When cells meet, a small channel usually forms between them that’s called a gap junction. On an individual level, a cell in response to ATP begins to oscillate, part of its call to action. But with gap junction-mediated communications, despite significant variability in sensing from one cell to another, the sensitivity to ATP is increased. Oscillation is picked up and becomes more uniform.
This interactive chatter continues, and a preponderance of cells receiving one sensation persuade a lesser number of cells reporting a different sensation that they must be wrong. By working in communication and collaboration, most of the cells eventually decide what the correct sensory input is, and the signal that gets passed along is pretty accurate.
With this accuracy of communication, cells in a heart chamber collectively decide to contract at the appropriate time, and blood gets pumped, dozens of times a minute, for a lifetime. Neuron cells send accurate signals. Photoreceptor cells see clearly.
This research was done with fibroblast cells, which are used in wound healing, but the results should apply to many cellular sensing mechanisms, researchers said.
Cancer cells, by contrast, are poor communicators. This study showed that they resist this process of collective communication, and when enough of them are present, the communicative process begins to lessen and break down. This may be at least one of the ways in which cancer does its biologic damage.

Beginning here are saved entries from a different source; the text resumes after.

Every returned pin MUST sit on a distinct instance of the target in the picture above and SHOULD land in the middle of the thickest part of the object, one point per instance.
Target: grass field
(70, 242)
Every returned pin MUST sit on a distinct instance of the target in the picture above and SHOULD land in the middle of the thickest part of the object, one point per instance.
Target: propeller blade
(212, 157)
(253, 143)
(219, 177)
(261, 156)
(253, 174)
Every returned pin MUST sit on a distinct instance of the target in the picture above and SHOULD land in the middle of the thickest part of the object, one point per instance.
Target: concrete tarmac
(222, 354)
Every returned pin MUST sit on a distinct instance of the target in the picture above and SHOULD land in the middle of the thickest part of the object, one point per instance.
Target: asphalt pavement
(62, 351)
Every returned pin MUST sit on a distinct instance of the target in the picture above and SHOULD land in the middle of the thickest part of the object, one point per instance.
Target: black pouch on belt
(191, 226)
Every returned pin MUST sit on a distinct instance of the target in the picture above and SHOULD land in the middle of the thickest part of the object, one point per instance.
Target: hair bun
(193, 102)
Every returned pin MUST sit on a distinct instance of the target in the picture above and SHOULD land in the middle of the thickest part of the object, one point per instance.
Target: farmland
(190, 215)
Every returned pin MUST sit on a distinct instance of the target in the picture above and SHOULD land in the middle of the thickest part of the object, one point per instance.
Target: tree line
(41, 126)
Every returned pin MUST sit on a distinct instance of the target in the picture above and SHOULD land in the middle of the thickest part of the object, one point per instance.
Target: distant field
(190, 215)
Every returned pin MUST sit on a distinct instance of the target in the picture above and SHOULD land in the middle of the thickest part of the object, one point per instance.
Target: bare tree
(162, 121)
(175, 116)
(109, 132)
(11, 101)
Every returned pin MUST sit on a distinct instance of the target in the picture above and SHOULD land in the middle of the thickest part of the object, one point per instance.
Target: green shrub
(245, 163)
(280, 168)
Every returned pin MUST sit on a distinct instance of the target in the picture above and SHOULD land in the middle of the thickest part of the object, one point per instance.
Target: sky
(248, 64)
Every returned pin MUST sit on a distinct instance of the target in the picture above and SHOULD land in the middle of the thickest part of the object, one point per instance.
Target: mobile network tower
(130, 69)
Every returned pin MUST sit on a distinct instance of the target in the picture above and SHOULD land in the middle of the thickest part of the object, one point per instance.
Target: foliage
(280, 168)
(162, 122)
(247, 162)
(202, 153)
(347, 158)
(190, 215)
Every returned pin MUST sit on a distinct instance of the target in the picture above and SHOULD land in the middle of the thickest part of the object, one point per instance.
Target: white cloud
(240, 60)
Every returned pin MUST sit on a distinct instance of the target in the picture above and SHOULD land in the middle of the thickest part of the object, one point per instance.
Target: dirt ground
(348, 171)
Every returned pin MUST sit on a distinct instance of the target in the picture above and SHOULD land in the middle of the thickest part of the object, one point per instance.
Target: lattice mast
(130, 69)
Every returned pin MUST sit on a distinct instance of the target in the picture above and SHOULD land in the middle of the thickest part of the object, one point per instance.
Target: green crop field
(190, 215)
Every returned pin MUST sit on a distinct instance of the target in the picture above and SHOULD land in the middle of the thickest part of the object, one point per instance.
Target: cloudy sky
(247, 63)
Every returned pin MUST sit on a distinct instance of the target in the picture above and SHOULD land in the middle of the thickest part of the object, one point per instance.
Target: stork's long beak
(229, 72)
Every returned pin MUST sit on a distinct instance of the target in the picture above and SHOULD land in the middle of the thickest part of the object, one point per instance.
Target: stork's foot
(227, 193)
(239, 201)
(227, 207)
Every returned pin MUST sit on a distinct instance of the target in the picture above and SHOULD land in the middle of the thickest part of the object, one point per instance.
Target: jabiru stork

“These processes of collective sensory communication are usually accurate, but sometimes work better than others. Mistakes are made,” Sun said. “Even so, this process makes life possible. And when everything goes just right, the results can be remarkable.”
Consider a baseball player trying to get a hit, which Ted Williams once called “the hardest single thing to do in sport.” A major league pitcher hurls a 93 mile-per-hour fastball, low but possibly a strike.
The photoreceptor cells in the batter’s eyes see the pitch coming. Some cells see it as a curve in the dirt, and some mistake it for a changeup, a slower pitch. But the majority of the cells come to the correct conclusion, it’s a fastball at the knees, and they spread the word. After extensive communication between all these cells, a conclusion is reached and the correct message is sent to neurons in the brain.
The brain cells, in turn, send a strong signal through nerves to muscles all over the batter’s body, the shoulders, legs, and especially arms. The signals arrive and once again a collaborative process takes place, deciding what the message is and how to react. Calcium ions in muscle cells are triggered and a brutally fast-but-accurate response is triggered, swinging the bat. This entire process, from the ball leaving the pitcher’s hand to contact with the bat, takes less than half a second.
On a perfect day – the cellular debate over what pitch was coming was sufficiently short-lived, the timing exact, the muscle contractions just right – the ball explodes off the bat and sails over the center field fence.
On a more realistic day – since the best hitters in the world only succeed 3 times out of 10 – the ball bounces weakly to the second baseman for an easy out. This in turn triggers the collective groans of 30,000 disappointed fans. But the heart has cellular communication that continues to guarantee its normal beating, and the player lives to bat another day.